A court terme, elle va évoluer très lentement. A long terme va gagner parce qu’il y a la mise en place d’un certain nombre de choses qui permettrait l’évolution ; certainement pas avec ma génération mais avec celle de ma fille et de ses enfants et on trouver de vrais ministres venus de l’étranger. On va très rapidement et effectivement trouver de vrais hommes politiques issus de l’immigration et non des Afro-français comme c’est le cas en ce moment. Ce sont des Africains qui sont là et ont développé une culture à la fois intellectuelle, linguistique, architecturale et même culinaire. Il y a donc une nouvelle culture en France qui est générée par ceux qu’on peut appeler des Afro-français. Cette culture va devenir de plus en plus présente dans la société française et la société française est entrain de beaucoup évoluer dans ce sens là. Il n’y a qu’à voir les choses qui touchent au métissage génétique. Il y a effectivement un souci pour quelques responsables aussi bien politiques qu’industriels par rapport à la représentation, en leur sein, de la diversité ethnique de la France.

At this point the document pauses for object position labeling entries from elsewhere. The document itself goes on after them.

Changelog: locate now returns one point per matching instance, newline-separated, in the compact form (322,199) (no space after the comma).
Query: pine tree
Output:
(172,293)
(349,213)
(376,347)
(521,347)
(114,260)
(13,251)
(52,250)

Votre commentaire sur l’élection de Barack Obama en tant que 44è président des États-Unis d’Amérique ?
J’en ai été très heureuse, vous imaginez bien. Mais cela ne signifie pas du tout que les États-Unis ont changé. Je constate tout simplement qu’il y a eu une forte mobilisation de toutes les minorités aussi bien noire, asiatique, hispanophone qu’homosexuels…Ils ont tous voté, unanimes, comme un seul homme pou Obama. C’est pour cela qu’Obama gagne en réalité. Donc il y a eu une prise de conscience réelle et c’est bien pour les États-Unis parce que cela change l’image du pays. Après huit ans de carnage de Georges Bush, Obama est une bénédiction pour les Américains. Il donne un nouveau dynamisme au pays. Il a changé le regard hostile que le reste du monde avait sur les États-Unis. C’est un regard plus acceptable, plus tolérant, plus lumineux d’ailleurs, pour le peuple américain. Je n’ai jamais pensé que c’est un Africain puisque, malgré tout, il est d’abord le président des Américains. Les États-Unis est un pays de prédateurs et même avec Obama, ils vont continuer à avoir des attitudes de prédateur.
Que l’Afrique peut espérer de cette élection ?
Rien. C’est le président des Américains. Il est temps que les Africains l’apprennent. Il va d’abord servir son peuple avant de faire des petits coudes. C’est tout à fait logique.